Nel 1975, il gruppo di urbanisti Città Nuovaricorderà il sacrificio di alcune di loro in un monumento nel parco di Villa Spada. Il nome di Mimma compare insieme a quello di altre 127 donne che hanno combattuto e dato la vita in nome della libertà dal regime fascista. Sono 128 storie diverse eppure simili, come quella di Adalgisa “Tosca” Gallerani che morì “sola tra sconosciuti perché non volle dire neppure il suo nome per timore di compromettere i collegamenti e il lavoro militare”.

L’importanza della figura di Irma Bandiera, che ispirò molte di quelle centinaia di donne, sta tutta nella motivazione per cui le venne conferita postuma la Medaglia d’Oro al Valor Militare: “Prima fra le donne bolognesi ad impugnare le armi per la lotta nel nome della libertà, si batté sempre con leonino coraggio. Catturata in combattimento dalle SS tedesche, sottoposta a feroci torture, non disse una parola che potesse compromettere i compagni. Dopo essere stata accecata, fu barbaramente trucidata sulla pubblica via. Eroina purissima degna delle virtù delle italiche donne, fu faro luminoso per tutti i Patrioti bolognesi nella guerra di Liberazione”.
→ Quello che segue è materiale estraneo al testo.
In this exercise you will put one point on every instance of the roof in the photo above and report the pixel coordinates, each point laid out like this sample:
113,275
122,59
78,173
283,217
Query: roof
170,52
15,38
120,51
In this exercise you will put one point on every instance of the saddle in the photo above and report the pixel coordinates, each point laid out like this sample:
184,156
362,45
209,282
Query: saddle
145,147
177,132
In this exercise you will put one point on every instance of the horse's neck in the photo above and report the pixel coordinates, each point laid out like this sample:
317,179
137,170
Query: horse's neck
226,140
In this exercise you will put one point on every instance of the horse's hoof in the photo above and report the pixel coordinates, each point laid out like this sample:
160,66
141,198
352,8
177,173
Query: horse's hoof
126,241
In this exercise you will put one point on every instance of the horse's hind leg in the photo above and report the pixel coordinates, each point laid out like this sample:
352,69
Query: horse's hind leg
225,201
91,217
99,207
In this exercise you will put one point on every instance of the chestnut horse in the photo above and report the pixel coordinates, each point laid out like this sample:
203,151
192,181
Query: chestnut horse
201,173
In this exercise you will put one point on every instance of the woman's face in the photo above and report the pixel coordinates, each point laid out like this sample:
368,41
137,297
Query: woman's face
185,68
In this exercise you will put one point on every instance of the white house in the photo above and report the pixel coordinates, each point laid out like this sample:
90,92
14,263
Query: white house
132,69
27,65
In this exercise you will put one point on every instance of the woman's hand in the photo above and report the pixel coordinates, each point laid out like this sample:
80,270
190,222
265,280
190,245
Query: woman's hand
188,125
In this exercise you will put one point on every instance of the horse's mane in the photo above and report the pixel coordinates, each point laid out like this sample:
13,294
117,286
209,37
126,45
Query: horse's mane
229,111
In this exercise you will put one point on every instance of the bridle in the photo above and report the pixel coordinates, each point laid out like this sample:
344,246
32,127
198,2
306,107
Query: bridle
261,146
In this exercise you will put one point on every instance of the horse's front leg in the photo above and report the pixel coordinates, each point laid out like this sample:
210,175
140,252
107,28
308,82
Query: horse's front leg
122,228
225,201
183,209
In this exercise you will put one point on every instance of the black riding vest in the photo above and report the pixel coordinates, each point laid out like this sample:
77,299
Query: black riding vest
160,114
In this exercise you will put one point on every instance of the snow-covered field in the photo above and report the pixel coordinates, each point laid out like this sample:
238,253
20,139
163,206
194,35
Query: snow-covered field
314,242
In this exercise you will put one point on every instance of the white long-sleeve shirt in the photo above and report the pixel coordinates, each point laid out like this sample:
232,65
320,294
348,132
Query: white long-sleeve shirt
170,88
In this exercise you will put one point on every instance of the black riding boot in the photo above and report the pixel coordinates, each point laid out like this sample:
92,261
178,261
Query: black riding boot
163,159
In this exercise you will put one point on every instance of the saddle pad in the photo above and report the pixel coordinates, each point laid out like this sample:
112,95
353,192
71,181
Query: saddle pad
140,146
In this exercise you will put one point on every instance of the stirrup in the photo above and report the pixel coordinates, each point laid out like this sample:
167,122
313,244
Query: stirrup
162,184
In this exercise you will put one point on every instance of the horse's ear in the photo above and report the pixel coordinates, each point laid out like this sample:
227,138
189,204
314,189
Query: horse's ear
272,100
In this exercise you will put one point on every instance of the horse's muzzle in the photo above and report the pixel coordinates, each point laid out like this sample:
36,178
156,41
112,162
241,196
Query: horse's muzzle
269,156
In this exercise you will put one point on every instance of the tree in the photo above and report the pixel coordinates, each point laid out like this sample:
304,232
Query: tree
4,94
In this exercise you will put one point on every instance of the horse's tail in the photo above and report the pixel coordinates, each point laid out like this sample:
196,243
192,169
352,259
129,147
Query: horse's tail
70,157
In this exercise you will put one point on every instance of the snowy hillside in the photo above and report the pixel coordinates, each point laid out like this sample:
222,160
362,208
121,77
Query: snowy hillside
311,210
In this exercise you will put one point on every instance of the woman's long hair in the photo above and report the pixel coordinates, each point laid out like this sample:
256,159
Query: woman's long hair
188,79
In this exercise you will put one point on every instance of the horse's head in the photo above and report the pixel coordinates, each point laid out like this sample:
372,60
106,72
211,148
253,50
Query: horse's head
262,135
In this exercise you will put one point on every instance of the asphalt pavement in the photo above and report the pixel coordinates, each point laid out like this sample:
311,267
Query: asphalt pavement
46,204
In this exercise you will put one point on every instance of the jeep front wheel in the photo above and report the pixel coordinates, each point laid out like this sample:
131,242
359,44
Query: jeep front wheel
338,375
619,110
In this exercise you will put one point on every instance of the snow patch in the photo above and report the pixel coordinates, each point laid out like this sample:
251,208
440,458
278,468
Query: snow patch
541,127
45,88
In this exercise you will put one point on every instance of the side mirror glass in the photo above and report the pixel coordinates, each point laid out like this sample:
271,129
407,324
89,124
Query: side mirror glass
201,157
La grande lezione di Irma Bandiera è riassunta bene dalla frase, che campeggia sul murales delle scuole elementari Luigi Bombicci, dedicatole nel 2017. Sono parole di un altro uomo che combattésoffrì per la nostra libertà, Sandro Pertini: “La coerenza è comportarsi come si è, e non come si è deciso di essere”. Irma Bandiera avrebbe potuto essere una donna diversa, le sarebbe bastato conformarsi alle imposizioni della dittatura, ma decise di sacrificare tutto quello che aveva per poter essere coerente fino in fondo con i suoi ideali. Morì per la libertà, anche solo per questo andrebbe ricordata come un esempio.